Non seulement les crimes contre la religion sont plus nettement déterminés et sont moins nombreux, mais beaucoup d’entre eux ont baissé d’un ou de plusieurs degrés. Les Romains, en effet, ne les mettaient pas tous sur le même pied, mais distinguaient les scelera expiabilia des scelera inexpiabilia. Les premiers ne nécessitaient qu’une expiation qui consistait dans un sacrifice offert aux dieux[1]. Sans doute, ce sacrifice était une peine en ce sens que l’État en pouvait exiger l’accomplissement, parce que la tache dont s’était souillé le coupable contaminait la société et risquait d’attirer sur elle la colère des dieux. Cependant, c’est une peine d’un tout autre caractère que la mort, la confiscation, l’exil, etc. Or, ces fautes si aisément rémissibles étaient de celles que le droit athénien réprimait avec la plus grande sévérité. C’étaient en effet :

1o La profanation de tout locus sacer ;

2o La profanation de tout locus religiosus ;

3o Le divorce en cas de mariage per confarreationem ;

4o La vente d’un fils issu d’un tel mariage ;

5o L’exposition d’un mort aux rayons du soleil ;

6o L’accomplissement sans mauvaise intention de l’un quelconque des scelera inexpiabilia.

À Athènes, la profanation des temples, le moindre trouble apporté aux cérémonies religieuses, parfois même la moindre infraction au rituel[2] étaient punis du dernier supplice.

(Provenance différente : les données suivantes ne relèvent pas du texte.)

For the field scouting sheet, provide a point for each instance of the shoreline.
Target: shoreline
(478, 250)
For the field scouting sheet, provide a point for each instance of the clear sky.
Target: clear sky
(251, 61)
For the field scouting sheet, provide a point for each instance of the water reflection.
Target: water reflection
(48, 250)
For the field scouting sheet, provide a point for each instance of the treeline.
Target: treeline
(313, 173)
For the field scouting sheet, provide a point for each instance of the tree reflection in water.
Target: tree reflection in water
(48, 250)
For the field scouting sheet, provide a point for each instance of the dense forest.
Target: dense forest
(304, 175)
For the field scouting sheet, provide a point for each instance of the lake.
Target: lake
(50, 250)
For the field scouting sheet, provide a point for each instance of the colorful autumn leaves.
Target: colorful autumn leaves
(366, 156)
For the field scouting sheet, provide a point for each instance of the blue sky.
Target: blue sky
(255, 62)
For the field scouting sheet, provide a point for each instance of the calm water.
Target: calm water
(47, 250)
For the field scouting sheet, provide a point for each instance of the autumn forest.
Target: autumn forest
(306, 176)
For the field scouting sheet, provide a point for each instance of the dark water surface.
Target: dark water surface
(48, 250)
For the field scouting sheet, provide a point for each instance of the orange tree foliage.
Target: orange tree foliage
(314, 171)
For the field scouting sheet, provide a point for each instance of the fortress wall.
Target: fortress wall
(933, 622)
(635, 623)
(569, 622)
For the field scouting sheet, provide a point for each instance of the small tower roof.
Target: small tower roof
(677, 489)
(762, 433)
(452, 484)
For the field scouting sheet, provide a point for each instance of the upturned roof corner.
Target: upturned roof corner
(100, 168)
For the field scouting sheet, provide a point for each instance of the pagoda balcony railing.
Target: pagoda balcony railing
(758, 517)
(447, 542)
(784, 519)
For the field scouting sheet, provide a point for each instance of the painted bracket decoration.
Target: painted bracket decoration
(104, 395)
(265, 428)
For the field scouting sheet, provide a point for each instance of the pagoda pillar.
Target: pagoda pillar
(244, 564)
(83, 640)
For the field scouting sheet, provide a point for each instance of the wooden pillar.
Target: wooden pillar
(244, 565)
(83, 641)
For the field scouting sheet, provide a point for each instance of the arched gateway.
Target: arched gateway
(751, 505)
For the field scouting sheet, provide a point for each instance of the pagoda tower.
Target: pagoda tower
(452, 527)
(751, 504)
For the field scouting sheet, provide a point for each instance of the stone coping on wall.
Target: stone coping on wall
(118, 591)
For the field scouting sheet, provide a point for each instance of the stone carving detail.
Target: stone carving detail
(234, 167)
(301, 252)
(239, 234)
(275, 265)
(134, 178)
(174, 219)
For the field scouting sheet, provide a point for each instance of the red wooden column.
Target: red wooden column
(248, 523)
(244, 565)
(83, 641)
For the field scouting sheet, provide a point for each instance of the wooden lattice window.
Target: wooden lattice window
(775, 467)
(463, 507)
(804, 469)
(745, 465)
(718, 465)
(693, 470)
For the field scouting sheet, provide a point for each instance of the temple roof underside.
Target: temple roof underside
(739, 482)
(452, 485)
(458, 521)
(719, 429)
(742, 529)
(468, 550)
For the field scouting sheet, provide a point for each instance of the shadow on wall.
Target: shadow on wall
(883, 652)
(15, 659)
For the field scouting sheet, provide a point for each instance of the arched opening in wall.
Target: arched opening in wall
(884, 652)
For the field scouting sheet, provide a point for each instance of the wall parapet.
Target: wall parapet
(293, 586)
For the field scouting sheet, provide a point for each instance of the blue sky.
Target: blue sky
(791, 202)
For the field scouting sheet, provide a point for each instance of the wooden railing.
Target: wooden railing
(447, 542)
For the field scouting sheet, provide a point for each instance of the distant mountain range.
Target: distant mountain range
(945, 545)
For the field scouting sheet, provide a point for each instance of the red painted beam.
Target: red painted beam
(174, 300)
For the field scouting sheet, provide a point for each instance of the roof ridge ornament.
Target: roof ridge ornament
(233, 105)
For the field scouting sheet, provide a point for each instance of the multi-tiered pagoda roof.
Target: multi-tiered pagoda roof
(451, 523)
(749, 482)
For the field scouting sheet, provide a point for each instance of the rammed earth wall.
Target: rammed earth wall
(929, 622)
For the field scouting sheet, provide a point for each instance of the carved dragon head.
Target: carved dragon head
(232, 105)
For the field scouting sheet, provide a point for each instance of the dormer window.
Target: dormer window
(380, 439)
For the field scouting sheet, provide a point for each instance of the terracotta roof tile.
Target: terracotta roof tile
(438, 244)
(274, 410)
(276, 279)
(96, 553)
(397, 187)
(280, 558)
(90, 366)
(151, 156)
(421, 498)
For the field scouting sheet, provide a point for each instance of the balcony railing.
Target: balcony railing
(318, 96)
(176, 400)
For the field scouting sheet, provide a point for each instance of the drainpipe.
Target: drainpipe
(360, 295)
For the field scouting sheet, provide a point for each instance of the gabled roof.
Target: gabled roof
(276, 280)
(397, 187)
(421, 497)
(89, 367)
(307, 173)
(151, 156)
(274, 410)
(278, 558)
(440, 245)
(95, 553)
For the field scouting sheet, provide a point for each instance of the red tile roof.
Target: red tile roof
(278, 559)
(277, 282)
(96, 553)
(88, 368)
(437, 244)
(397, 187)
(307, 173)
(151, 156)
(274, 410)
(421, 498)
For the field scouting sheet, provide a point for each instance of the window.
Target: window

À Rome, il n’y avait de véritables peines que contre les attentats qui étaient à la fois très graves et intentionnels. Les seuls scelera inexpiabilia étaient en effet les suivants :

1o Tout manquement intentionnel au devoir des fonctionnaires de prendre les auspices ou d’accomplir les sacra, ou bien encore leur profanation ;

  1. V. Marquardt, Roemisch Staatsverfassung, 2e éd., t. III, p. 185.
  2. V. des faits à l’appui dans Thonissen. op. cit., p. 187.